Booze Without the Burn? An Enzyme-Tinkering Startup Aims to Make Spirits Smoother


In the world of professional spirits reviews, “smooth” is something of a dirty word. Consumers, on the other hand, absolutely love to use it.

The implication of “smooth” is simple; it suggests a product doesn’t hurt when you drink it. It’s such a sought-after quality that the distilling industry will do just about anything to achieve it. Some methods are respectable, like aging a whiskey for 15 years to file down its rough edges. Some are less so, like dumping in loads of chemical additives. Some are more successful than others, but none can completely eliminate that burning sensation in your mouth.

But it wasn’t until Joana Montenegro and Martin Enriquez, the spousal founders of Voodoo Scientific, that anyone really asked: Why does alcohol burn, anyway? And, most importantly, is there a way to get rid of that gasp-inducing burn altogether?

Conventional wisdom and common sense would suggest that ethanol is what makes that ill-advised shot of firewater sear your mouth and throat so badly, but it turns out that’s not the case. During the months of Covid-19 lockdown, Enriquez, a former telecom executive, says he and Montenegro, essentially on a lark, had the idea to dig deep into this question. They started by scouring the scientific journals to see if anyone had pinpointed the reason why whiskey and its ilk can cause an unpleasant burn. No one had. “Nobody could describe the compounds that make that harsh, painful bite,” he says. “No one could really identify what it is that attacks you and creates pain.”

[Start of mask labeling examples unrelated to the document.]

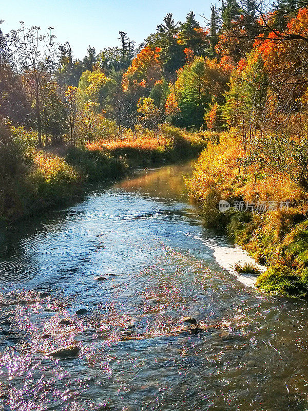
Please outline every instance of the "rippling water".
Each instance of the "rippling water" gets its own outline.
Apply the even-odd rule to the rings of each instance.
[[[217,264],[206,244],[230,245],[187,201],[189,170],[139,172],[3,235],[5,411],[308,409],[306,304]],[[174,332],[187,315],[202,329]],[[76,358],[46,355],[71,344]]]

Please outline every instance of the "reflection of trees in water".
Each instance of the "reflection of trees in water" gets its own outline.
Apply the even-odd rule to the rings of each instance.
[[[183,176],[191,172],[192,162],[143,171],[140,176],[125,180],[118,185],[127,191],[138,191],[150,197],[182,199],[185,186]]]

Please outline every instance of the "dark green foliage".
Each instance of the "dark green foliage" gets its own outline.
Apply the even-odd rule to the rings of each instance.
[[[271,267],[259,277],[256,286],[270,292],[304,297],[308,291],[308,270],[292,270],[283,265]]]
[[[203,54],[207,45],[201,26],[193,11],[188,13],[184,23],[180,22],[179,39],[183,46],[190,48],[197,55]]]

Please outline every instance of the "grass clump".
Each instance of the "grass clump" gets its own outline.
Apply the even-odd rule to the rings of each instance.
[[[257,263],[270,267],[259,277],[260,289],[308,295],[308,192],[294,179],[263,167],[245,151],[240,138],[222,133],[218,144],[210,142],[202,152],[186,186],[207,225],[223,230]],[[221,199],[232,205],[241,201],[244,207],[220,213]],[[287,208],[279,207],[286,201]],[[278,206],[262,212],[245,210],[246,203],[258,202]]]
[[[112,156],[108,151],[97,148],[86,150],[71,147],[65,156],[65,161],[77,167],[89,180],[107,179],[121,176],[127,169],[123,158]]]
[[[261,274],[260,270],[253,263],[242,263],[241,261],[238,261],[235,263],[233,269],[241,274],[255,274],[257,275]]]

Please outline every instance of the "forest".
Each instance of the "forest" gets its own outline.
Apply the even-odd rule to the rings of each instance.
[[[304,296],[308,5],[225,0],[208,14],[168,13],[142,44],[120,31],[82,60],[52,27],[0,30],[0,216],[202,152],[186,184],[207,222],[270,267],[258,286]]]

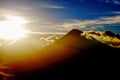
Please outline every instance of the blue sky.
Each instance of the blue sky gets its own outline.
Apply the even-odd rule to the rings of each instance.
[[[120,0],[0,0],[3,14],[25,17],[33,32],[111,30],[120,34]]]

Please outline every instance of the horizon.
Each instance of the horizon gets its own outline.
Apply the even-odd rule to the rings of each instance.
[[[23,17],[24,27],[38,33],[110,30],[120,34],[119,0],[0,0],[0,22]]]

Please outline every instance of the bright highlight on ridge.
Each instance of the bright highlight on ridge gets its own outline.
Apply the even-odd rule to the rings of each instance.
[[[4,21],[0,21],[0,38],[7,40],[16,40],[24,37],[27,31],[24,29],[24,24],[27,21],[18,16],[5,16]]]

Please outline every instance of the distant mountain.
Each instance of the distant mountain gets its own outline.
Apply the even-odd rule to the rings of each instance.
[[[73,29],[45,48],[27,53],[27,57],[8,58],[11,60],[7,65],[17,80],[82,79],[114,74],[111,71],[118,70],[120,65],[120,49],[82,34]]]

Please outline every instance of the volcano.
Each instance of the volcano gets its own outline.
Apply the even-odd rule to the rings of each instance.
[[[117,71],[120,49],[91,36],[87,39],[82,33],[73,29],[45,48],[31,52],[29,58],[12,60],[7,65],[17,80],[82,79]]]

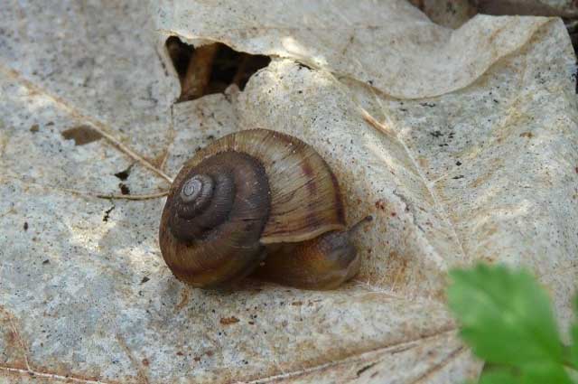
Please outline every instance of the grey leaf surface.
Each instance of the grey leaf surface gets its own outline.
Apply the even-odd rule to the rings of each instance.
[[[0,383],[459,383],[480,362],[443,289],[448,268],[477,260],[531,267],[567,326],[578,131],[562,22],[451,30],[394,0],[7,8]],[[175,103],[169,36],[272,61],[242,91]],[[170,179],[196,148],[255,126],[318,149],[348,222],[375,217],[343,287],[203,291],[164,265]]]

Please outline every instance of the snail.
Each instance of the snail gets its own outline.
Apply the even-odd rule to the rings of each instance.
[[[183,165],[159,242],[172,274],[192,286],[221,287],[255,272],[331,289],[359,270],[350,239],[358,224],[346,229],[337,179],[312,146],[251,129],[216,140]]]

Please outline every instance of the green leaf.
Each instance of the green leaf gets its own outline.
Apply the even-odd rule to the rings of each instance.
[[[572,333],[572,346],[570,347],[570,362],[574,370],[578,370],[578,296],[574,304],[574,322],[570,329]]]
[[[517,367],[562,364],[550,299],[527,271],[478,265],[450,273],[448,301],[461,336],[480,358]]]
[[[532,364],[522,371],[523,384],[573,384],[564,366],[555,363]]]
[[[478,384],[520,384],[514,374],[506,370],[490,370],[481,374]]]

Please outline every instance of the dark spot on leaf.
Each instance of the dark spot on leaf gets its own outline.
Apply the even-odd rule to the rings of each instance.
[[[230,325],[230,324],[234,324],[235,323],[238,323],[238,319],[235,316],[221,317],[219,323],[220,323],[223,325]]]
[[[130,164],[128,168],[126,168],[126,170],[120,171],[115,173],[115,176],[117,176],[117,178],[119,178],[124,182],[125,180],[128,179],[128,175],[130,174],[130,170],[132,167],[133,167],[133,164]]]
[[[376,208],[378,210],[386,211],[386,201],[379,199],[376,201]]]
[[[74,140],[76,145],[84,145],[102,138],[102,135],[89,126],[74,126],[63,131],[61,135],[66,140]]]
[[[128,185],[125,184],[124,183],[120,183],[118,184],[118,188],[120,188],[120,192],[122,194],[130,194],[130,189],[128,188]]]
[[[358,372],[357,372],[358,378],[361,375],[361,373],[365,372],[366,370],[368,370],[371,367],[375,366],[376,364],[377,364],[377,362],[373,362],[373,363],[368,364],[365,367],[363,367],[360,370],[359,370]]]
[[[108,221],[108,219],[110,219],[110,212],[112,212],[112,210],[114,210],[114,209],[115,209],[115,206],[113,205],[112,207],[110,207],[109,209],[105,211],[105,216],[102,218],[102,220],[104,222]]]

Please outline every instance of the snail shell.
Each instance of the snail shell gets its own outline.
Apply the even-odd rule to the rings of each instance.
[[[159,231],[180,280],[221,286],[257,275],[331,288],[359,268],[335,175],[303,141],[252,129],[226,136],[182,167]]]

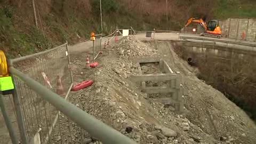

Montenegro, a veteran food scientist from General Mills and Land O’Lakes, said they decided to go deeper. “We said, ‘Let’s go back and find the specific receptor in the mouth that’s being triggered by the spirit,’” she says.

To do that, the duo started by contacting David Julius, the head of physiology at UCSF, to discuss the line of inquiry. Masked and 6 feet apart in a Starbucks, Montenegro says, Julius didn’t comprehend why someone who was part of the team that patented Go-Gurt had an interest in pain receptors. Nevertheless, the duo persisted, and Julius eventually guided them on how to research the concept and determine which receptor was being activated to cause a pain response. Eventually Montenegro and Enriquez found it, a receptor called TRPA1.

Once a negative receptor like this is identified, traditional food science has a solution for dealing with it: You block the receptor with a chemical. It’s the typical way that sweetness and bitterness can be masked in foodstuffs, by just covering it up with something stronger. Alas, that didn’t work for hiding the burn of alcohol. “This receptor has a very unique property called reversible bonding,” says Montenegro. “It’ll bond to a thing, it’ll give you a jolt, and it’ll let it go—and then it’ll bond to another one.” This is why alcohol continues to burn sip after sip.

“In other words, you can’t block it,” she says. “It’s designed to continuously alert you that you’re consuming something that is an irritant.”